Background: Discussing end-of-life care with people with dementia and their family soon after diagnosis is a crucial aspect of professional care. Research in the hospital setting is scarce. Aim: To investigate how often end-of-life issues and euthanasia are discussed during hospital consultations with people with dementia; identify who initiates these conversations; explore physicians’ perceptions of their own role in these conversations compared to actual practice and physicians’ views on the family’s involvement.
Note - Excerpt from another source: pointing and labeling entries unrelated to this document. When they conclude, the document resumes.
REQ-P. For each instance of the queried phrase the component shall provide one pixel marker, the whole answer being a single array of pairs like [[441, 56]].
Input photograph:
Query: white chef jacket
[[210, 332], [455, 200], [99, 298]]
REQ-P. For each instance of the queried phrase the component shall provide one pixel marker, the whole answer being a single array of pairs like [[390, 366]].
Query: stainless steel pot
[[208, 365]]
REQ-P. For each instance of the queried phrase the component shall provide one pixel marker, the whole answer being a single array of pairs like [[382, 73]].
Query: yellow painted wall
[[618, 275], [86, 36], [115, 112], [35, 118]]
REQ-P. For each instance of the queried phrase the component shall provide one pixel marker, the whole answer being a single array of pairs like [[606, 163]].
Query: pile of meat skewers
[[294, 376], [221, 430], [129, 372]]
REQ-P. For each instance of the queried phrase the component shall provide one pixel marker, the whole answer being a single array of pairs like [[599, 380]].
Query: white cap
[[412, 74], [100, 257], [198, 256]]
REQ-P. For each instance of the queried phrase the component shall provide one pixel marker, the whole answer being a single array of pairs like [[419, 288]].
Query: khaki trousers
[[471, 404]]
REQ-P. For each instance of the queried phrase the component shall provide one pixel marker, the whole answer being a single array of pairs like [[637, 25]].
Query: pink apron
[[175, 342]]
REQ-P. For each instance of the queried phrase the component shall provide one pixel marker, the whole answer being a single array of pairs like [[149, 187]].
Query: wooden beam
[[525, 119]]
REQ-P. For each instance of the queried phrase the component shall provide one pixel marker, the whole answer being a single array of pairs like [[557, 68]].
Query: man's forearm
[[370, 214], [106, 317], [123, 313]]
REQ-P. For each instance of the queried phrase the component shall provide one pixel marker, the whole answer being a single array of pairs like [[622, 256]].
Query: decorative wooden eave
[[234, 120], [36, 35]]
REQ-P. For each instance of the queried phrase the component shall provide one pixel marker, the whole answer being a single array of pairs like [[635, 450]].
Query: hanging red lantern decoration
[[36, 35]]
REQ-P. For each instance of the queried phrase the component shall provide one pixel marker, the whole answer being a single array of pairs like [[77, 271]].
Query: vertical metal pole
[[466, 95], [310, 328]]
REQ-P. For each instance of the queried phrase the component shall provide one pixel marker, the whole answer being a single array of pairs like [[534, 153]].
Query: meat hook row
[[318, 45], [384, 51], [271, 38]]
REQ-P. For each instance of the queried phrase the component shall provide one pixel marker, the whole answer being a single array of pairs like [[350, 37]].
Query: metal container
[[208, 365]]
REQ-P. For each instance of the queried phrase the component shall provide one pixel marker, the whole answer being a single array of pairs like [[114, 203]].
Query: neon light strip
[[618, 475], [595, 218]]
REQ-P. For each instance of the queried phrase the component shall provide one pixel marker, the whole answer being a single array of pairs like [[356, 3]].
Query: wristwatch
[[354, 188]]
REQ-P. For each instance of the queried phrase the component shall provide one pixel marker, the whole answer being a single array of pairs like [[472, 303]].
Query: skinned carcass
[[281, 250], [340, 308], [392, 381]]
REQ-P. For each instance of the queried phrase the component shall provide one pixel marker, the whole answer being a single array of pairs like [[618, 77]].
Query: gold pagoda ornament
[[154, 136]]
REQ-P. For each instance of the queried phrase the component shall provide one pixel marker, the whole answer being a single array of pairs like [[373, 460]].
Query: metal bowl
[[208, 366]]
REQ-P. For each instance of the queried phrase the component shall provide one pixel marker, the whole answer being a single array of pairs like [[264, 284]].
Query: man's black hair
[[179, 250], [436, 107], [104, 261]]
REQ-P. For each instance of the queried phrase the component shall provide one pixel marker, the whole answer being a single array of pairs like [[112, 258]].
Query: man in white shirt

Design: Convergent mixed-method study. Setting/participant: 11 Dutch hospitals involving 31 physicians. Results: End-of-life topics were discussed in 36% of consultations (in regional hospitals, 53%; in academic settings, 27%), and predominantly during diagnostic consultations (54%). Euthanasia was discussed in 21%, often initiated by the patient (60%) or the family (31%). Family members were present in 96% of consultations. We identified 3 themes. (1) Struggle to initiate end-of-life conversations. Physicians acknowledged the importance of timely end-of-life discussions, but struggled to initiate those discussions. Introducing euthanasia is considered undesirable. (2) Appreciation and concern about family input. Physicians’ experiences of family involvement were positive in both end-of-life and euthanasia conversations, yet the latter also raised concerns. (3) Moral concerns regarding euthanasia for dementia. Physicians emphasized the importance of raising patient awareness about other end-of-life options. Conclusions and relevance: End-of-life conversations with patients with dementia are not standard practice in the hospital setting. The availability of euthanasia can narrow patients’ perspective on other end-of-life options. This hinders physicians from initiating end-of-life conversations and possibly end-of-life decision making and care.